Don’t Believe Every Assessment You Take

As a leadership coach, you might think I’d like personality assessments. But I don’t. It’s not that they don’t have some value.  I just think that they’re more limited than people allow for: that humans are more complex than any automatic assessment can capture.

And I don’t care what their creators and promoters say about how precise they are, I get different results depending on the time of day, what’s going on my life, and how much coffee I’ve had.

Perhaps you’ve felt boxed in by one of these reports. According to at least two instruments, I’m an Introvert. And sometimes that feels true: I do sometimes like to think quietly until I’ve fleshed out my thoughts. Other times, though, I spew nascent ideas as fast as I can think them. At times I do gain energy by being alone. But after a while I need to get up and be with people.

About 7 years ago, I came across an assessment called the Highlands Ability Battery that promised to measure innate abilities that didn’t fluctuate after the age of 14.

That was when I heard the term Ambivert for this first time. Finally, I felt understood by an assessment. It was actually worth the painstaking three plus hours to take the tests.
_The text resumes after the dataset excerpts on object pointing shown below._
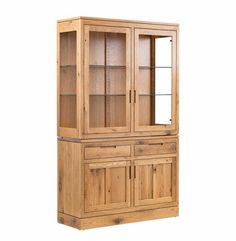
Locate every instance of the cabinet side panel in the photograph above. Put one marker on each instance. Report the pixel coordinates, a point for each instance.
(69, 178)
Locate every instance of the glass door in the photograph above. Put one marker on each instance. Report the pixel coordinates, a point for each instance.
(155, 80)
(107, 79)
(67, 95)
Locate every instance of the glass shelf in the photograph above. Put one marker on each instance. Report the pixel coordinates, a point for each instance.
(108, 66)
(155, 94)
(155, 67)
(67, 94)
(107, 95)
(67, 65)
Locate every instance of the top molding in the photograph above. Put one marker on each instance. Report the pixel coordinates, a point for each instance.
(116, 20)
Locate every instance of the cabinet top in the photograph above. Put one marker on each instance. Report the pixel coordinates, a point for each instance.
(116, 20)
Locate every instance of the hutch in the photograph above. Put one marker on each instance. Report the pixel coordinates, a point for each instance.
(117, 121)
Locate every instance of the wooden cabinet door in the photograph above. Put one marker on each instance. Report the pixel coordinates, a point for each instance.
(156, 85)
(155, 181)
(107, 185)
(107, 87)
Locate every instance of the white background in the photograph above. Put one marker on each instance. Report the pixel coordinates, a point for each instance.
(207, 119)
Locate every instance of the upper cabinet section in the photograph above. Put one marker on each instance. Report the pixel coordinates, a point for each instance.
(117, 78)
(107, 70)
(155, 80)
(67, 78)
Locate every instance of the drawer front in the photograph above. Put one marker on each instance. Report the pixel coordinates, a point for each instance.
(107, 151)
(155, 148)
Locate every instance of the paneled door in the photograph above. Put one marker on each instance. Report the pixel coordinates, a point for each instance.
(155, 181)
(107, 185)
(107, 79)
(155, 80)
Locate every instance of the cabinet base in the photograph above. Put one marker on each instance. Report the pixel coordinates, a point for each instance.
(114, 219)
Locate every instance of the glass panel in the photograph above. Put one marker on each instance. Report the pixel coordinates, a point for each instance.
(107, 79)
(155, 80)
(68, 79)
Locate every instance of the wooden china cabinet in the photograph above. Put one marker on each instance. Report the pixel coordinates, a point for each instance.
(117, 121)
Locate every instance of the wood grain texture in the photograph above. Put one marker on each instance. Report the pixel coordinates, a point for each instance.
(112, 166)
(95, 222)
(107, 186)
(69, 178)
(106, 151)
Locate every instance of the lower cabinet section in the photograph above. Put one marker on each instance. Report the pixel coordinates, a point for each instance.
(105, 189)
(115, 219)
(155, 181)
(107, 185)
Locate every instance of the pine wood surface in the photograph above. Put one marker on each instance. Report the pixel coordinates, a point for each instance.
(115, 164)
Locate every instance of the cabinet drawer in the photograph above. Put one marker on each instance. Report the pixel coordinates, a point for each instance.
(107, 151)
(155, 148)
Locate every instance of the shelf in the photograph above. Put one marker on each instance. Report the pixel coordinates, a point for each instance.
(107, 95)
(108, 66)
(155, 94)
(68, 94)
(155, 67)
(68, 65)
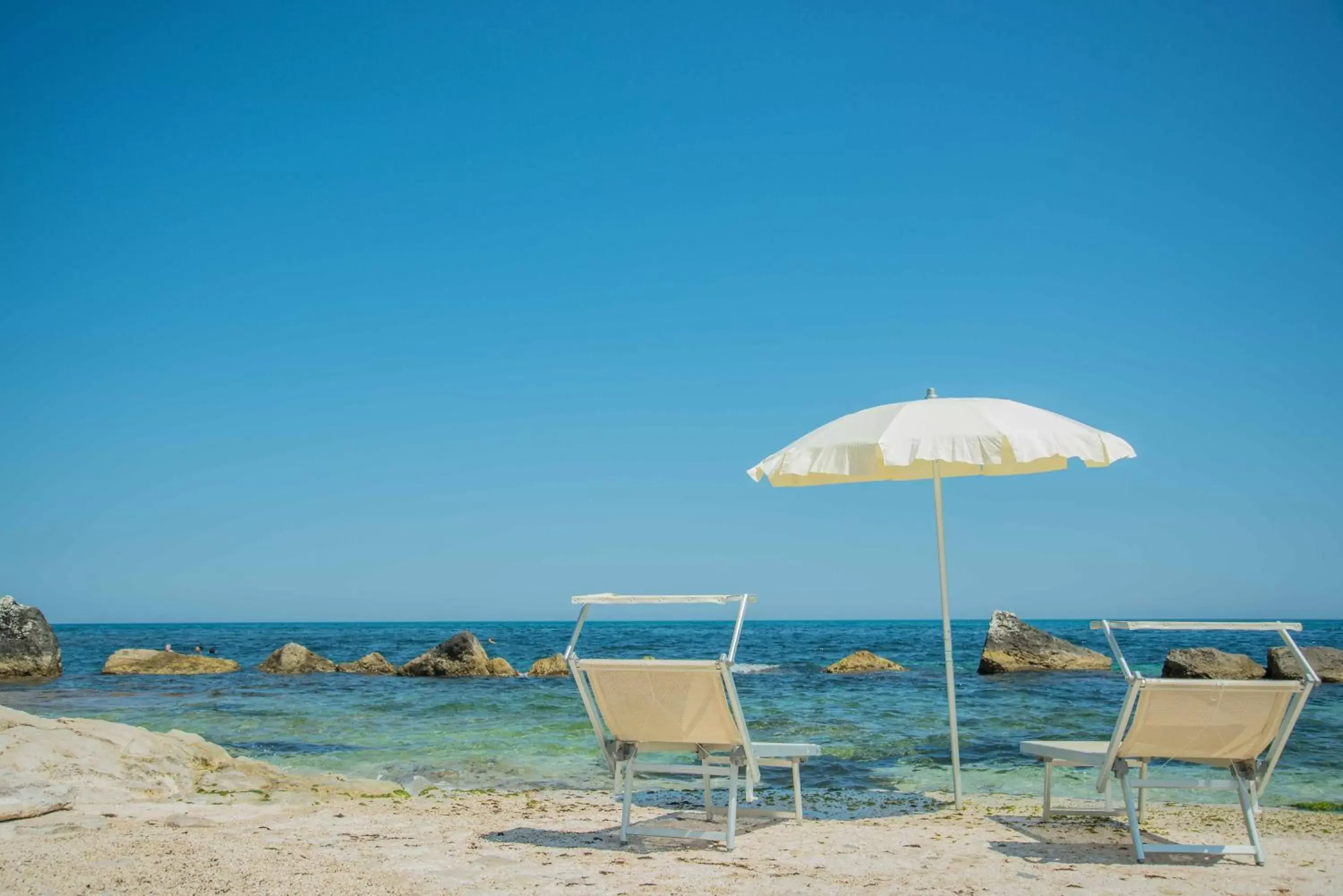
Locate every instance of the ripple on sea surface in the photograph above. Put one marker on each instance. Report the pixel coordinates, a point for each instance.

We Ambiverts can be very confusing to others. We can be gregarious one moment, meditative the next.  We get a charge from being with people and working on a team…until we don’t.  For me, this really resonated. I can lead a day-long workshop with passion and deep empathy. After, you can find me in a fetal position in my car, recharging my batteries.

For you all you Introverts and Extroverts, I have a message: it’s not personal, and we’re not crazy.

So What Can an Ambivert Do?

Let people know about your style: that your behavior fluctuations are not about them, just about you needing to manage energy.   Be realistic about your needs. When you need to recharge, don’t feel guilty stepping away. You’ll be more useful and nice to be around when you return. And when you’re in the mood to talk out loud, say that these are early thoughts and that you’re tossing them out. On the other hand, if you need time to think before responding, say so.  People will be less confused, and will make fewer wrong assumptions about your intent.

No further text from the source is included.